The World Health Organisation’s global theme for World Health Day this year centers around understanding the treatment and management of depression, to help reduce the on-going stigma associated with this condition. Depression can affect anyone and knows no bounds, impacting a person’s ability to carry out the most routine everyday tasks, leading to devastating consequences for individuals, friends and family.
One form of depression is postnatal depression, and Perinatal Anxiety & Depression Australia (PANDA) discusses postnatal depression as effecting more than 1 in 7 new mums each year in Australia.
“Postnatal depression is different from the ‘baby blues’, which many women experience in the early days after giving birth associated with hormonal cascades. Some signs of PND are consistent low mood, anxiety, feelings of guilt, shame, worthlessness or hopelessness,” reports Esme Soan, Accredited Exercise Physiologist and women’s health expert.
“We know depression can impact on your ability to complete your every day tasks and activities, let alone the additional demands of caring for a newborn. It can be hard to manage alone, so it’s important to be aware of the signs of postnatal depression, and to seek help from family, friends and professionals.”

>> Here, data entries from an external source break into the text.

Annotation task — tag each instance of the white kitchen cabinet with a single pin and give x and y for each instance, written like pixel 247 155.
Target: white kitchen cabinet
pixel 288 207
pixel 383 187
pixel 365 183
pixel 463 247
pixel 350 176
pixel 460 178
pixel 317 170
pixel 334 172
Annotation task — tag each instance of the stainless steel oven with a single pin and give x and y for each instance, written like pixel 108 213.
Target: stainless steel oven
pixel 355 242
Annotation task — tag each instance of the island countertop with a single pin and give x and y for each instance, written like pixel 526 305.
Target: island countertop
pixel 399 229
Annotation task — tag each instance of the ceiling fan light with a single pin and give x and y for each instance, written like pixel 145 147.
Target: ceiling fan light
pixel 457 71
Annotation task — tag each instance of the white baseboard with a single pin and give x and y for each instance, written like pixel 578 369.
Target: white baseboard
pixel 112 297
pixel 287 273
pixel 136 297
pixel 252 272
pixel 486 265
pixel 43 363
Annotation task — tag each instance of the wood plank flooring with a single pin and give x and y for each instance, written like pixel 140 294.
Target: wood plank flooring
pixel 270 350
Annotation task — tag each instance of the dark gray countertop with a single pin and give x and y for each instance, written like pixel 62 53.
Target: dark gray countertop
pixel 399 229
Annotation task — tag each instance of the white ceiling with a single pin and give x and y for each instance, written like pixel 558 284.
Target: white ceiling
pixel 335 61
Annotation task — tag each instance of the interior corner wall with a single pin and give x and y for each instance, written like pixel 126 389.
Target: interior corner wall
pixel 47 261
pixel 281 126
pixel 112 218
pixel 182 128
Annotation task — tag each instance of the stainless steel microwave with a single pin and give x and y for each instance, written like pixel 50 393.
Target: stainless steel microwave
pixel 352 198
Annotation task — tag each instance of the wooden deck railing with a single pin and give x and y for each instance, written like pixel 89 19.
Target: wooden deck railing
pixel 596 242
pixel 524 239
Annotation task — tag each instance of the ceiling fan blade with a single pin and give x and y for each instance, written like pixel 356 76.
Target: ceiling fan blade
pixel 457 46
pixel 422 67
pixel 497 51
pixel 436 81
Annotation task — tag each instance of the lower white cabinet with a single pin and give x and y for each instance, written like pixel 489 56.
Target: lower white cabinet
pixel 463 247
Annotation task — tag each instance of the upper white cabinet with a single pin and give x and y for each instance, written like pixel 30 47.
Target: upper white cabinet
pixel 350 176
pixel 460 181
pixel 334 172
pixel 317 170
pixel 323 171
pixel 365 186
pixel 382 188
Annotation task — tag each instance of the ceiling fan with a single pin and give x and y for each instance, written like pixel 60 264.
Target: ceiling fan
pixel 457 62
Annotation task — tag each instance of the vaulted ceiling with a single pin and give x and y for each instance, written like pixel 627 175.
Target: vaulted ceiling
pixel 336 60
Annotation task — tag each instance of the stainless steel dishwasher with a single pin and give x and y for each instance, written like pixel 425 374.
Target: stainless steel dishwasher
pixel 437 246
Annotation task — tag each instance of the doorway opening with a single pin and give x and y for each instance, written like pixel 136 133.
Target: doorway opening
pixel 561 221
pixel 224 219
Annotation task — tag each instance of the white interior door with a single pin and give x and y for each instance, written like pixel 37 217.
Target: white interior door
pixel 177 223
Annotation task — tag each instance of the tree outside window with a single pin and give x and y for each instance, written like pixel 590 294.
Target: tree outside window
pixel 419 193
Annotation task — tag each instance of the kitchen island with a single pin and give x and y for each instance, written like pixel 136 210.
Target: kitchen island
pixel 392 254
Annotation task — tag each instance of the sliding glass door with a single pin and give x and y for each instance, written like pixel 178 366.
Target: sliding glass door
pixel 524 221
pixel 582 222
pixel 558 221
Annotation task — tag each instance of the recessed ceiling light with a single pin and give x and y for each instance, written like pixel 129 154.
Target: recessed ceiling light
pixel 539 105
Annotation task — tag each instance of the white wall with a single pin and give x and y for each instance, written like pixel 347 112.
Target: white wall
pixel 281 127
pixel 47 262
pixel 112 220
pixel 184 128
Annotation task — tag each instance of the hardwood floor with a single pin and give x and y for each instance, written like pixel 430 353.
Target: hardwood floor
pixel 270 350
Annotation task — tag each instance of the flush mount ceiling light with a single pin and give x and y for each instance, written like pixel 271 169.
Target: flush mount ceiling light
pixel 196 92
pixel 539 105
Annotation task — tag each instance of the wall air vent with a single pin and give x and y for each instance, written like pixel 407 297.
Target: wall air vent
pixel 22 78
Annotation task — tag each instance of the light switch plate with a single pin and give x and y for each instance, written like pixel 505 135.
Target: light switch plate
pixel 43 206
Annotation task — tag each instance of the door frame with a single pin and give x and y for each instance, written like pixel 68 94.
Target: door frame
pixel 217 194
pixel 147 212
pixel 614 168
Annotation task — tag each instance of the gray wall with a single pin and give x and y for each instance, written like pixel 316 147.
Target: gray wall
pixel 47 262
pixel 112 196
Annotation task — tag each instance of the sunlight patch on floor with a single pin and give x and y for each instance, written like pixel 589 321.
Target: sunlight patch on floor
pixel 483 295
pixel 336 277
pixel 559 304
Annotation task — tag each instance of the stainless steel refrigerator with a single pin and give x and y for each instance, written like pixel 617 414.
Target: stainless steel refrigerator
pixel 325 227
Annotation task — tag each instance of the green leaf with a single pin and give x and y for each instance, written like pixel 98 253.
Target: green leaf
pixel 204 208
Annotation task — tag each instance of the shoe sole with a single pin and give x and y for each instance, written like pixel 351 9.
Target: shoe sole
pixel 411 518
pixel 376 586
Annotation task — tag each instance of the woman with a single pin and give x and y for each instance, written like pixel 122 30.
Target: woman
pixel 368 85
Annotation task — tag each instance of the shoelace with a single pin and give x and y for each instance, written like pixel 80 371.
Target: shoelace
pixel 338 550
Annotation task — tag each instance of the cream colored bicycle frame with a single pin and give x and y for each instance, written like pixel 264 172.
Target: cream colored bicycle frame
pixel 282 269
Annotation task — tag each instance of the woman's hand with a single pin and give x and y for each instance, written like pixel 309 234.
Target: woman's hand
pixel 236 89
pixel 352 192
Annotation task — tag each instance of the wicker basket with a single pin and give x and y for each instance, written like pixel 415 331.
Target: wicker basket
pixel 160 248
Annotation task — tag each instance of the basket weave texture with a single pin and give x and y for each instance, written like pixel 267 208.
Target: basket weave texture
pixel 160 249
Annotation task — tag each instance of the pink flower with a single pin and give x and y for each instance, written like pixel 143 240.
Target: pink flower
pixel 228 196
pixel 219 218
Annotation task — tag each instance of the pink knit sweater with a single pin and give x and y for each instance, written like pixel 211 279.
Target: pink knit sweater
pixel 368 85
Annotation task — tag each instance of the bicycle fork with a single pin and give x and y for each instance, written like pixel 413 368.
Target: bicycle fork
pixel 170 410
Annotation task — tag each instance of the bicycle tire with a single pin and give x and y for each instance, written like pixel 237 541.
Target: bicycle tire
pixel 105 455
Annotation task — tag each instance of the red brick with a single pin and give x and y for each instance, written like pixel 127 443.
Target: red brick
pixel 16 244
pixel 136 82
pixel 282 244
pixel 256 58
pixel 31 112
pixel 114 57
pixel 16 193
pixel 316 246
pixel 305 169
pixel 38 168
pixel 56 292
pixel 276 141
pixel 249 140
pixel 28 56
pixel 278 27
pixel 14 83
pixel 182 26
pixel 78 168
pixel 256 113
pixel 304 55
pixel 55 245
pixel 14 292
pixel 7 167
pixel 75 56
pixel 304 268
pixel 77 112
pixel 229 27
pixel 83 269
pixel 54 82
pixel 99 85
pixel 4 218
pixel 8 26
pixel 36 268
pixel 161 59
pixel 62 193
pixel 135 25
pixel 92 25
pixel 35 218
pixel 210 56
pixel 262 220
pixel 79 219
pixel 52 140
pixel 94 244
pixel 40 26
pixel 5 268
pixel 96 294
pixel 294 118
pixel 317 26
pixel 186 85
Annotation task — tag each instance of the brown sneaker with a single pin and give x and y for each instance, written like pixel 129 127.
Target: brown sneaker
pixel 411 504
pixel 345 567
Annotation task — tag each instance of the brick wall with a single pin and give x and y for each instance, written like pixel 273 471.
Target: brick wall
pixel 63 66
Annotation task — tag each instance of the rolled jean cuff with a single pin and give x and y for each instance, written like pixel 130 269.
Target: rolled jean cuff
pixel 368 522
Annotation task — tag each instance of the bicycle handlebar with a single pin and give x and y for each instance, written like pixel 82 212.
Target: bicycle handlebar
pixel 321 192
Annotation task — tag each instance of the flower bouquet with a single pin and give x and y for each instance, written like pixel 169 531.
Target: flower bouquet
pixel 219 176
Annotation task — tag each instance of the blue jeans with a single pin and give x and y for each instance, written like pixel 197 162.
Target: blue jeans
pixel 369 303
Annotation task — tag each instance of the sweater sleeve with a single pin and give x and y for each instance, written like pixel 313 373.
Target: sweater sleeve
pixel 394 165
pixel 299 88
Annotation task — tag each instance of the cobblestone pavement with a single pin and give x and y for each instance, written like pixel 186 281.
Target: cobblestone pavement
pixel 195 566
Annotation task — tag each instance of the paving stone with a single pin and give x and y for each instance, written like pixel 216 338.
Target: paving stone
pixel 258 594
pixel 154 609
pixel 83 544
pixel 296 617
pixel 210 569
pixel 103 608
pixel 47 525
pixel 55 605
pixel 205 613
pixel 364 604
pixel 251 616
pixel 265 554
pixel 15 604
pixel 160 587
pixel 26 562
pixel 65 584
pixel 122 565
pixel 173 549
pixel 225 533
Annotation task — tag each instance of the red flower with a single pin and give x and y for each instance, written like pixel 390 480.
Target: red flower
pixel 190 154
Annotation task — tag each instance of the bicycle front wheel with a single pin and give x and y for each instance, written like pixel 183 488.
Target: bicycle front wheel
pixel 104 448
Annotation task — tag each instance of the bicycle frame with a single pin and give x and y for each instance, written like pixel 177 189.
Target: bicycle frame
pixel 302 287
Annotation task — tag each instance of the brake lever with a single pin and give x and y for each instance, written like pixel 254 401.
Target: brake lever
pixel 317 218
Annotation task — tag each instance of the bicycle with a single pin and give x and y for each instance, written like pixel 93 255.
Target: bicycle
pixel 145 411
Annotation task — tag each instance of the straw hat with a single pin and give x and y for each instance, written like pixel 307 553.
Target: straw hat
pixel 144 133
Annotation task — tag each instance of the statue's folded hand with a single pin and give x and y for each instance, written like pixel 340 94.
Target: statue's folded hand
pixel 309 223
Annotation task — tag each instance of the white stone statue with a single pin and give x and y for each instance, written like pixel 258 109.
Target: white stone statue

Exercising before and during pregnancy is healthy for both you and baby, however evidence shows that continuing to exercise post-partum is a vital tool in enhancing mental and physical health and an effective treatment in reducing the symptoms and severity of postnatal depression.
“Exercise is a form of medicine, and we know it can help improve your mood, as well as assist with your sleep quality and energy levels, as well as your physical recovery from pregnancy and delivery,” says Miss Soan.
Not all exercises are suitable for postpartum women, so it’s important to seek professional advice early to ensure you receive expert care from an exercise professional.
“It’s best to first get clearance from your doctor at a post-partum check-up prior to seeing an accredited exercise professional such as an Accredited Exercise Physiologist or Accredited Exercise Scientist,” says ESSA Chief Executive Officer, Anita Hobson-Powell.
“The accredited professional will then provide you with an exercise prescription that they can guide you through.”